Ancient Egyptians Were Blacks – Kemet History

Ancient Egyptians Were Blacks – Kemet History

Ancient Black Egyptians? They were African? Were they? This was a topic that was raised and discussed. It is true that other studies have been carried out which suggest the opposite. But the answer is there if you look closely at the enormous array.

Here are the facts that prove ancient Egyptians were Black and Africans.

Ancient Egyptians referred to their homeland as Kmt (conventionally pronounced as Kemet). According to Diop, the Egyptians referred to themselves as “Black” people or kmt, and km was the etymological root of other words, such as Kam or Ham, which refer to Black people.

Senegalese scholar Dr. Cheikh Anta Diop (1923-1986)’s role in life was to challenge Eurocentric and Arab-centric perceptions of pre-colonial African society. He set out to prove definitively that Egypt’s ancient civilization had its origins in Black Africa. At the Museum of Man in Paris, he performed melanin checks on Egyptian mummies and concluded that all the ancient Egyptians were among the Black races.

Egyptian pharaoh Tutankhamen and family analysis by DNATribes recently found that sub-Saharan Africans, especially those from Southern Africa and the Great Lakes region, are the closest living relatives of the mummies, Face2Face Africa documented.

Scouring the past of Egypt and ancient Egyptians, some ancient Greek historians said that the skin of ancient Egyptians was “melanchroes,” that is, black or dark-skinned. The ancient Egyptians were also identified by early Latin eyewitnesses as “black-skinned.”

Scholars Agree
Some of the world’s most esteemed scholars have speculated that Egyptians were Black Africans. Some modern researchers, like W. E. B. Du Bois accepted the theory that Ancient Egyptian society was mostly black Face2Face Africa documented.

Edited by Dr. Ivan Van Sertima, a Guyanese scholar, the Journal of African Civilizations has often argued that Egypt was a Black civilization. Scholars have used the words “Black,” “African,” and “Egyptian” interchangeably in the 20th century.

Queen Nefertiti

In addition to Dr. Diop’s research, in its geographic DNA study, National Geographic recorded that 68 percent of present-day Egyptians are ethnically North African, with foreign invasions having little influence on the genetics of most modern Egyptians.

Some of the most famous ancient Egyptians have been identified as black. For example, Queen Ahmose-Nefertari is most often identified as a woman of color. “According to Sigrid Hodel-Hoenes, the author of “Life and Death in Ancient Egypt,” the Queen’s black skin color is derived from her role, as black is the color of both the fertile earth and the netherworld and death.”

As they identify themselves as Kemet, which means “The Blacks,” it seems that ancient Egyptians regarded themselves as black.

Queen Nefertiti

“The term is a collective noun which thus described the whole people of Pharaonic Egypt as a Black person,” according to Diop.

Reading Bones
Most of the skeletons and skulls of ancient Egyptians had characteristics similar to those of modern Black Nubians and other people of the Upper Nile and East Africa, showing they were Black and African, according to study by scientist Diop.

The Blood Group Tell Us
Also, blood type is evidence, according to Diop.
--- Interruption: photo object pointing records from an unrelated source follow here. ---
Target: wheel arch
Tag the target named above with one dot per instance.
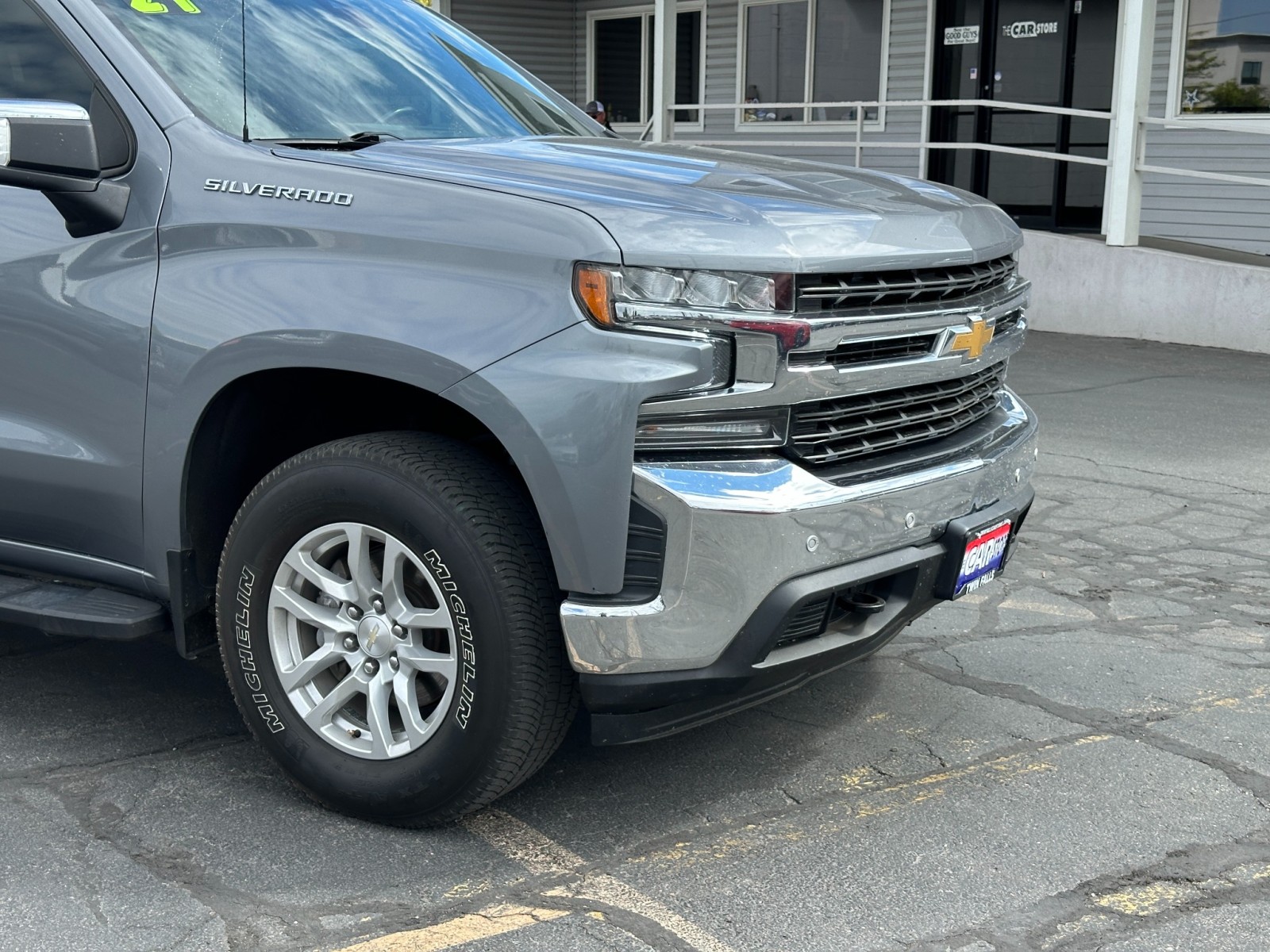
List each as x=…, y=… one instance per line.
x=249, y=427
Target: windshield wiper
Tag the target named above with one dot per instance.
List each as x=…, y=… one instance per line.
x=348, y=144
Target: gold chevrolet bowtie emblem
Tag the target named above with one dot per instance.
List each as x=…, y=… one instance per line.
x=972, y=340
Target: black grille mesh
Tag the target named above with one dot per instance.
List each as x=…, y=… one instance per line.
x=856, y=353
x=837, y=431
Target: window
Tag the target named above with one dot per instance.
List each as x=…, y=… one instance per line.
x=404, y=71
x=622, y=63
x=1225, y=46
x=822, y=51
x=35, y=63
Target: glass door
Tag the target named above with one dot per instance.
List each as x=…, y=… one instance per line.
x=1041, y=52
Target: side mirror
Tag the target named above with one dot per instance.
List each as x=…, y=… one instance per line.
x=51, y=148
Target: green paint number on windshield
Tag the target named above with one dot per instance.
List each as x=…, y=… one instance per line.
x=156, y=6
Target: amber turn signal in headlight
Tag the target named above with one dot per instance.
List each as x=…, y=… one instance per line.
x=592, y=286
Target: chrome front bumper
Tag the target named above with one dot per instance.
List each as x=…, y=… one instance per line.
x=737, y=530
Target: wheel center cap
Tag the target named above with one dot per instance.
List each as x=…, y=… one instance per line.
x=375, y=636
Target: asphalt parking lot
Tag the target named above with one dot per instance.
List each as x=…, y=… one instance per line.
x=1076, y=758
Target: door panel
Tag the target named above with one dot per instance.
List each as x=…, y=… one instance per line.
x=1043, y=52
x=958, y=71
x=74, y=329
x=1028, y=67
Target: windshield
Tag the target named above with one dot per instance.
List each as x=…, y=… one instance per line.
x=329, y=69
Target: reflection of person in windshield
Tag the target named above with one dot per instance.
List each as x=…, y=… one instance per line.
x=597, y=112
x=260, y=70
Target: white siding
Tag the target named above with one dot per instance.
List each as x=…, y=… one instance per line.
x=549, y=38
x=906, y=80
x=1191, y=209
x=539, y=36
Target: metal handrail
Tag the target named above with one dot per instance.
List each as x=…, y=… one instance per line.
x=1142, y=165
x=859, y=145
x=911, y=103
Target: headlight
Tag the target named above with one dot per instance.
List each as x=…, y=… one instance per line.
x=766, y=427
x=675, y=300
x=601, y=289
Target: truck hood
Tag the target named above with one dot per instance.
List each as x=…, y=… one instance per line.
x=694, y=207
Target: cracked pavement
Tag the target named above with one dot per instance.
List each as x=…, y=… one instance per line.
x=1077, y=757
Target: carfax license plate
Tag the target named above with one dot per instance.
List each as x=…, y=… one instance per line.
x=984, y=551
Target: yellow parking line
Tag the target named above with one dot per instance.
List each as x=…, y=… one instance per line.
x=484, y=924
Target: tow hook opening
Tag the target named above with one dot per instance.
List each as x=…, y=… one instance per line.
x=842, y=612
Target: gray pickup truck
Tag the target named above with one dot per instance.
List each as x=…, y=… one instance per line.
x=332, y=338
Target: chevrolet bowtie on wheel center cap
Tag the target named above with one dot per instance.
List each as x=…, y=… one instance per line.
x=362, y=640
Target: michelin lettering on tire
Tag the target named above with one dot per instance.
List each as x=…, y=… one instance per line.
x=247, y=655
x=464, y=634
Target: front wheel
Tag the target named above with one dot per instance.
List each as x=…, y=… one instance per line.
x=391, y=630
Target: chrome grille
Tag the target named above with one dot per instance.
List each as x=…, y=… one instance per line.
x=1009, y=321
x=835, y=431
x=822, y=292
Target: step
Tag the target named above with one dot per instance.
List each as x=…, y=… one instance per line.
x=80, y=611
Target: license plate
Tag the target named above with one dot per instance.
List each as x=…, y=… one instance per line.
x=984, y=551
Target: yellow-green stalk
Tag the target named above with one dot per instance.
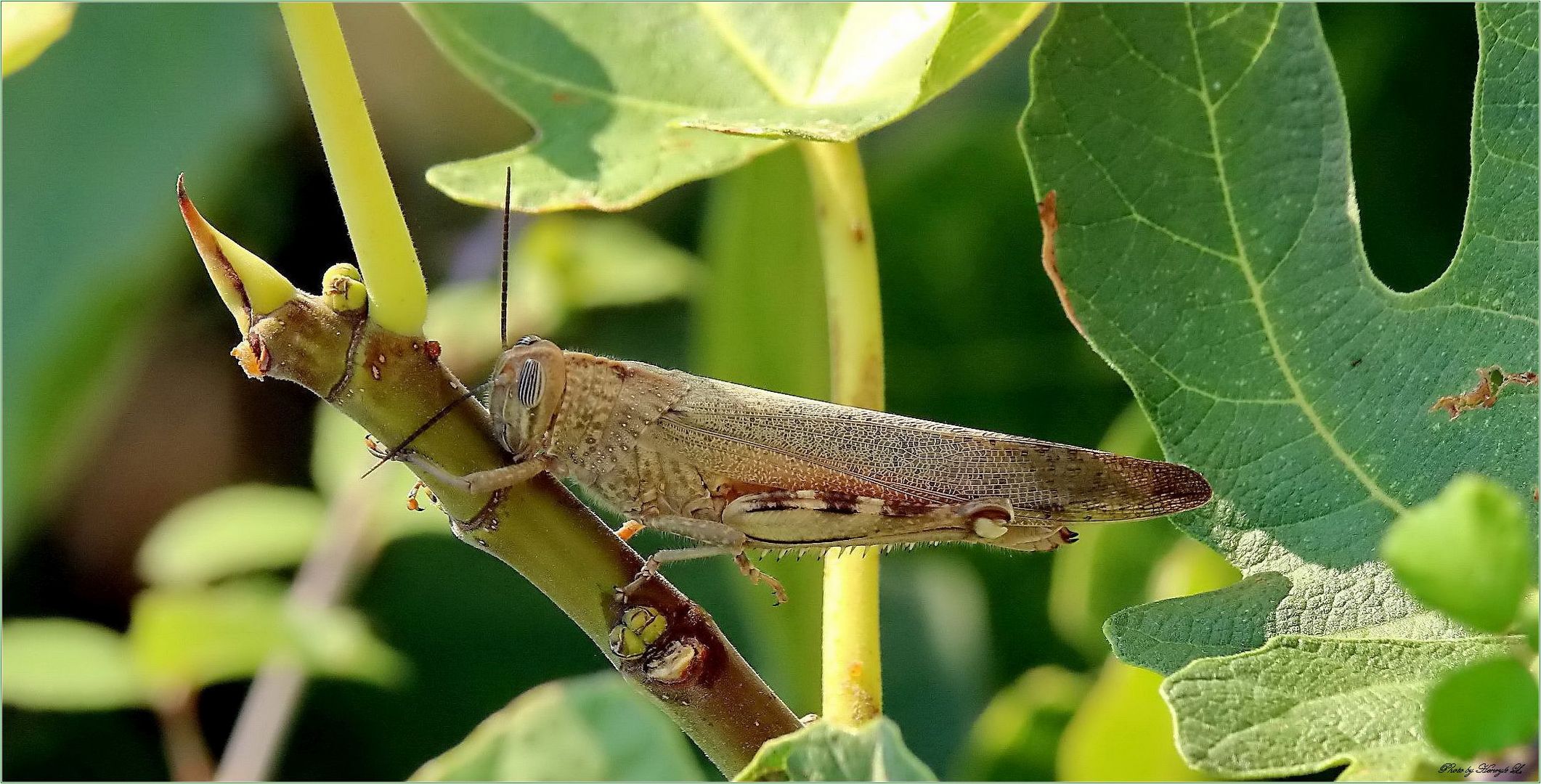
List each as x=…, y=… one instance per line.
x=390, y=381
x=397, y=292
x=853, y=679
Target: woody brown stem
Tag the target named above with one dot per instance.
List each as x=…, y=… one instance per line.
x=389, y=384
x=182, y=735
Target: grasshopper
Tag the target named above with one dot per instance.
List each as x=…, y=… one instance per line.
x=739, y=469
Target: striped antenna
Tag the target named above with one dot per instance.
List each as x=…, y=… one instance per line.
x=508, y=210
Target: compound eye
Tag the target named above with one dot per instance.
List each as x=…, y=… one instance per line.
x=532, y=381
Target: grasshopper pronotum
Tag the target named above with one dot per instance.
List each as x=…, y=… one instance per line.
x=740, y=469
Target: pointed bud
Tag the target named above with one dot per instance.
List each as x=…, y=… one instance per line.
x=244, y=281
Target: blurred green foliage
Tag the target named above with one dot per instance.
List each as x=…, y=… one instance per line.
x=97, y=130
x=595, y=727
x=618, y=91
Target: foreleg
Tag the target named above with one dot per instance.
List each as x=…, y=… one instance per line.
x=715, y=538
x=473, y=483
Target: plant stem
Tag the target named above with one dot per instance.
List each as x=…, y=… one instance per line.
x=398, y=295
x=338, y=557
x=853, y=661
x=182, y=735
x=390, y=381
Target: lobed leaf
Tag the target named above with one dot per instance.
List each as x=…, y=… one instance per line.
x=1017, y=735
x=625, y=94
x=1208, y=247
x=1301, y=704
x=828, y=752
x=67, y=664
x=210, y=635
x=583, y=729
x=232, y=532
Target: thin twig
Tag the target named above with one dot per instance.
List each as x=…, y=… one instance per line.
x=182, y=737
x=266, y=716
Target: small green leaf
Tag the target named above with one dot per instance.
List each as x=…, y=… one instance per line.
x=1466, y=553
x=623, y=94
x=582, y=729
x=67, y=664
x=1299, y=704
x=1126, y=700
x=208, y=635
x=826, y=752
x=28, y=30
x=1529, y=618
x=229, y=532
x=1017, y=735
x=1208, y=245
x=1483, y=707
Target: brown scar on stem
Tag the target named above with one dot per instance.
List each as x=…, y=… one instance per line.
x=1491, y=381
x=1049, y=218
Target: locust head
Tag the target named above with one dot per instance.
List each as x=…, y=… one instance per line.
x=527, y=390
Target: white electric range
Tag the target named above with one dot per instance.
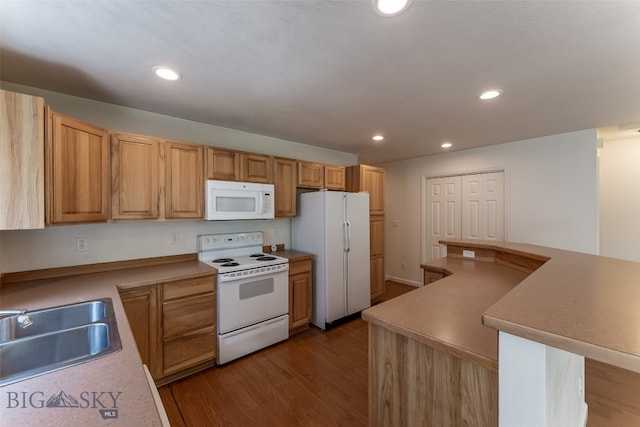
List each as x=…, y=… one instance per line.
x=252, y=293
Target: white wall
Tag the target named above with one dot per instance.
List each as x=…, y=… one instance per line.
x=55, y=246
x=551, y=195
x=620, y=199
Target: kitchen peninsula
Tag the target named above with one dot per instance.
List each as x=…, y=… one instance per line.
x=433, y=362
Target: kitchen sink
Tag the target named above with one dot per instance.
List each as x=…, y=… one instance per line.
x=74, y=334
x=54, y=319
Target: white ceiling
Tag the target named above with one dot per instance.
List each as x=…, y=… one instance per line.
x=332, y=73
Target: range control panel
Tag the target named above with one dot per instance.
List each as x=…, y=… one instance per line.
x=212, y=242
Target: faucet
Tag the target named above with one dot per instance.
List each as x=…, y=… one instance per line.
x=23, y=318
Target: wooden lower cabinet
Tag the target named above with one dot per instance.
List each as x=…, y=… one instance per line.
x=142, y=308
x=414, y=384
x=174, y=325
x=300, y=281
x=377, y=278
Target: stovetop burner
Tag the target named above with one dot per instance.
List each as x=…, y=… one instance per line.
x=234, y=252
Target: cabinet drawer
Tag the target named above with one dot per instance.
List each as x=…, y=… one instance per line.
x=188, y=314
x=185, y=288
x=189, y=349
x=299, y=267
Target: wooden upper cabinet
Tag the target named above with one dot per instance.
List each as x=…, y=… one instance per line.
x=77, y=156
x=223, y=164
x=284, y=178
x=376, y=235
x=334, y=177
x=310, y=175
x=256, y=168
x=22, y=134
x=135, y=180
x=184, y=180
x=369, y=179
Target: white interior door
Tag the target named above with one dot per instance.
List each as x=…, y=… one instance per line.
x=483, y=206
x=463, y=207
x=443, y=213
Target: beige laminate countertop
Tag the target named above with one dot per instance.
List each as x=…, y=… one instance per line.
x=92, y=384
x=582, y=303
x=585, y=304
x=447, y=314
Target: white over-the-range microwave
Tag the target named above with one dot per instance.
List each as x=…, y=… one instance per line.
x=229, y=200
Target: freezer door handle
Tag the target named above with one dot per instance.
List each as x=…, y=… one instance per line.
x=347, y=236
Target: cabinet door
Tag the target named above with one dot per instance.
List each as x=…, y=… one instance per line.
x=184, y=196
x=142, y=307
x=285, y=186
x=334, y=177
x=376, y=235
x=223, y=164
x=377, y=278
x=78, y=162
x=300, y=295
x=256, y=168
x=373, y=182
x=310, y=175
x=135, y=183
x=188, y=323
x=21, y=161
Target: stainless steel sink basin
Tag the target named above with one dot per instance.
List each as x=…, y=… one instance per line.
x=53, y=319
x=74, y=334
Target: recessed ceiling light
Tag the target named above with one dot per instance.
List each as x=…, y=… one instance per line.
x=490, y=94
x=166, y=73
x=390, y=7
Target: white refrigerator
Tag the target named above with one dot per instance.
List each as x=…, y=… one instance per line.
x=334, y=226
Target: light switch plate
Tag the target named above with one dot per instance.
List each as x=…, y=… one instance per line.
x=469, y=254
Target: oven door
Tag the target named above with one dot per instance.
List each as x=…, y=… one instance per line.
x=252, y=300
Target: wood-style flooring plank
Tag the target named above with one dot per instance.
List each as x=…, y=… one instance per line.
x=313, y=379
x=321, y=379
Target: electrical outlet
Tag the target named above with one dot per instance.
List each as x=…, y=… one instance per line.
x=82, y=244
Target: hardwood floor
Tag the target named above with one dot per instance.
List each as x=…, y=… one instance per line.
x=321, y=379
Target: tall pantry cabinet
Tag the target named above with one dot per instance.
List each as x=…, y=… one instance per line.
x=371, y=179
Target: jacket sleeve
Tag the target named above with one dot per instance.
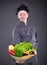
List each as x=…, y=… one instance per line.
x=15, y=36
x=34, y=40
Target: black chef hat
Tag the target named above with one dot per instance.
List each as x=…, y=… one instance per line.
x=22, y=7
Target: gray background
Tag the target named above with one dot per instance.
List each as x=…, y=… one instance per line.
x=8, y=20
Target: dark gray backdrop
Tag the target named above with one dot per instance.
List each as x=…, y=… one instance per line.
x=8, y=20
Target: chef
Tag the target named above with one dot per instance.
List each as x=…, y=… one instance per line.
x=25, y=32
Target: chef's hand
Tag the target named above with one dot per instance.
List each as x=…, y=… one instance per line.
x=35, y=52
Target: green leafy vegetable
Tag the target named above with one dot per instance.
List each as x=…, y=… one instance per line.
x=22, y=47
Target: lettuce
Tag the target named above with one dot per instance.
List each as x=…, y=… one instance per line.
x=21, y=47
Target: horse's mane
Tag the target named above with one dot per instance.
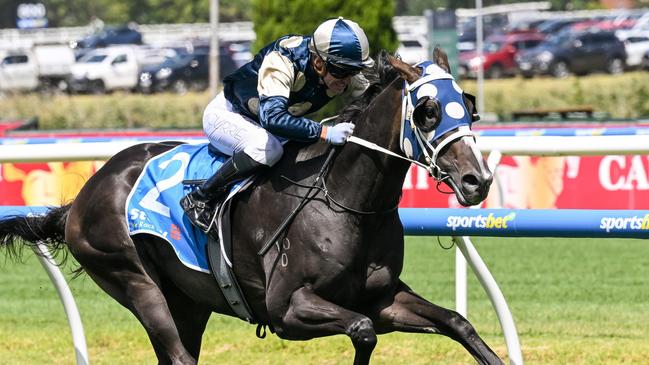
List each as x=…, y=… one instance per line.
x=379, y=76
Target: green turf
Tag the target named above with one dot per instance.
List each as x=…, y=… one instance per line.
x=575, y=301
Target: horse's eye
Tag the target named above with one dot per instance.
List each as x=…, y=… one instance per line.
x=427, y=114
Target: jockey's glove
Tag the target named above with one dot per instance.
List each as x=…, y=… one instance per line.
x=339, y=133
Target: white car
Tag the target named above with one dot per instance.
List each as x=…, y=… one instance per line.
x=106, y=69
x=18, y=71
x=412, y=48
x=636, y=47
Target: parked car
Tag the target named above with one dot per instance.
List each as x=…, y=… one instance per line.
x=108, y=36
x=579, y=53
x=241, y=53
x=184, y=72
x=42, y=67
x=18, y=71
x=105, y=69
x=636, y=47
x=412, y=48
x=498, y=55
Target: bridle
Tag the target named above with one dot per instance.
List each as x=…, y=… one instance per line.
x=430, y=152
x=431, y=159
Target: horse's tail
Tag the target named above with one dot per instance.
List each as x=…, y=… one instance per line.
x=47, y=229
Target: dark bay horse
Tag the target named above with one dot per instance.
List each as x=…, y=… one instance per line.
x=340, y=273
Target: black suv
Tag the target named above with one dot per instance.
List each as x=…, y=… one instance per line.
x=106, y=37
x=186, y=71
x=579, y=53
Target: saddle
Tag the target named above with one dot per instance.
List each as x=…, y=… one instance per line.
x=152, y=207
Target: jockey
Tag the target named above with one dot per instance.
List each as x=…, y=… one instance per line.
x=263, y=104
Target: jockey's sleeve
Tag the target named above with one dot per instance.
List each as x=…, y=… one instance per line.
x=276, y=76
x=357, y=87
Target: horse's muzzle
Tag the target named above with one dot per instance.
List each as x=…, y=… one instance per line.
x=474, y=188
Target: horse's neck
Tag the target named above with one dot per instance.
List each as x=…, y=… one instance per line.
x=369, y=179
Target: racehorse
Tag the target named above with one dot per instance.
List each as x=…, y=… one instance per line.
x=341, y=273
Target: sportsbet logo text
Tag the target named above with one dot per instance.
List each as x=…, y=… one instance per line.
x=634, y=222
x=490, y=221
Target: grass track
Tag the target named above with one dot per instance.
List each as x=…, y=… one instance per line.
x=574, y=302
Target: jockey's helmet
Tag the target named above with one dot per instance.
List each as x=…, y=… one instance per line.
x=342, y=43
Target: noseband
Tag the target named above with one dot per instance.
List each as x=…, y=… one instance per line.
x=412, y=93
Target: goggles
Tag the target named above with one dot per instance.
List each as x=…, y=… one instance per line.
x=340, y=72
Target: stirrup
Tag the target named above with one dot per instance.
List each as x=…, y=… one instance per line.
x=198, y=212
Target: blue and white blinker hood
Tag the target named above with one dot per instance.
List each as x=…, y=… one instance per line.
x=434, y=83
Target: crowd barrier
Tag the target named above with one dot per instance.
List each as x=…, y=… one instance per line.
x=459, y=223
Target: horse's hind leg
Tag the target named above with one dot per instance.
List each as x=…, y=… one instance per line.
x=116, y=268
x=310, y=316
x=408, y=312
x=190, y=318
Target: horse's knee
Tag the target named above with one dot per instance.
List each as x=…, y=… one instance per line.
x=362, y=334
x=461, y=325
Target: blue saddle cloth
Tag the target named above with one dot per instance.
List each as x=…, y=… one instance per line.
x=153, y=204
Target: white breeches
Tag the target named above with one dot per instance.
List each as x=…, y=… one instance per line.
x=231, y=132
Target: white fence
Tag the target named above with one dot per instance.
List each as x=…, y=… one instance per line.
x=497, y=146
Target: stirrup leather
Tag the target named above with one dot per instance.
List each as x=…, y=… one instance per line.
x=198, y=212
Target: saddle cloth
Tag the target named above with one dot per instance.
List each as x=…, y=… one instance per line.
x=153, y=204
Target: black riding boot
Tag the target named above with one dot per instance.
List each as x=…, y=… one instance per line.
x=196, y=203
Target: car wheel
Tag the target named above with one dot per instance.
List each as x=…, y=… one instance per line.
x=615, y=66
x=97, y=87
x=180, y=87
x=495, y=72
x=560, y=70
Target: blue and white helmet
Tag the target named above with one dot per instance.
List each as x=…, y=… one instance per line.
x=342, y=43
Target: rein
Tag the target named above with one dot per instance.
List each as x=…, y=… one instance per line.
x=431, y=166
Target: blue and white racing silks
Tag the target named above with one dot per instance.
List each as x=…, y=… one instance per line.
x=153, y=204
x=279, y=86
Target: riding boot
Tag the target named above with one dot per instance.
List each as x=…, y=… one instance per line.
x=197, y=203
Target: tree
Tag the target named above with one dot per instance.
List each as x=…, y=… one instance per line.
x=274, y=18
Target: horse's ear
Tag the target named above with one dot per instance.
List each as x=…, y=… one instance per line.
x=441, y=59
x=408, y=73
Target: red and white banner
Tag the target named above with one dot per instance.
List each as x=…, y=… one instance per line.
x=573, y=182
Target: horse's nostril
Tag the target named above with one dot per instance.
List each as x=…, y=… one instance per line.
x=470, y=180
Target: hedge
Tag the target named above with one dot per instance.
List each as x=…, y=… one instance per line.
x=620, y=96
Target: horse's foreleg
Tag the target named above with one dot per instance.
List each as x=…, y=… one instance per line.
x=310, y=316
x=408, y=312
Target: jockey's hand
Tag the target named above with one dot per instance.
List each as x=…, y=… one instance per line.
x=339, y=133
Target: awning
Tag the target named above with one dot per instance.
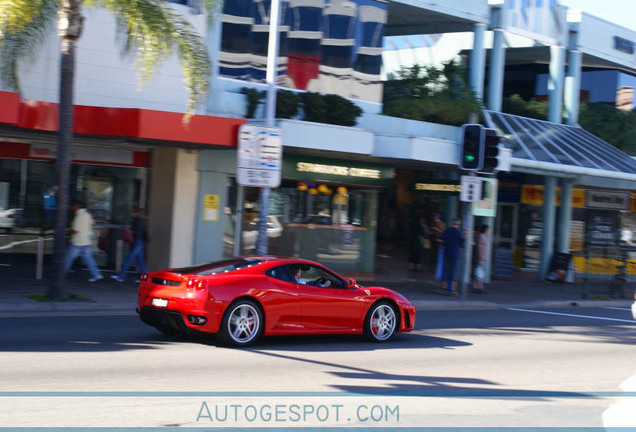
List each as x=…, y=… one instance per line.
x=555, y=147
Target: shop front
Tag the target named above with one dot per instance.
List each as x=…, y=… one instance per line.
x=324, y=210
x=602, y=228
x=109, y=181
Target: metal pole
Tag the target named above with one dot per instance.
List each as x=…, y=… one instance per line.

He discovered that even after hundreds of years of intermixing with foreign invaders, the blood type of modern Egyptians is the same group B as West Africa populations on the Atlantic seaboard and not the white race’s A2 characteristic prior to any crossbreeding,’  The Atlanta Star reported.

Mother Tongue Evidence 
Also, blood group is evidence, according to Diop. He discovered that even after centuries of intermarrying with foreign invaders, the blood type of modern Egyptians is the same group B as West Africa tribes on the Atlantic seaboard and not the white race’s A2 characteristic prior to any crossbreeding.

“The Atlanta Star reported that Diop clearly indicates that ancient Egyptian, modern Egyptian Coptic, and Wolof are related, with the latter two having their origins in the former.

Diop wrote in the “General History of Africa”: “The relationship between ancient Egyptian and African languages is not a fictional fact, but a demonstrable fact that it is impossible to put aside for scholarship.”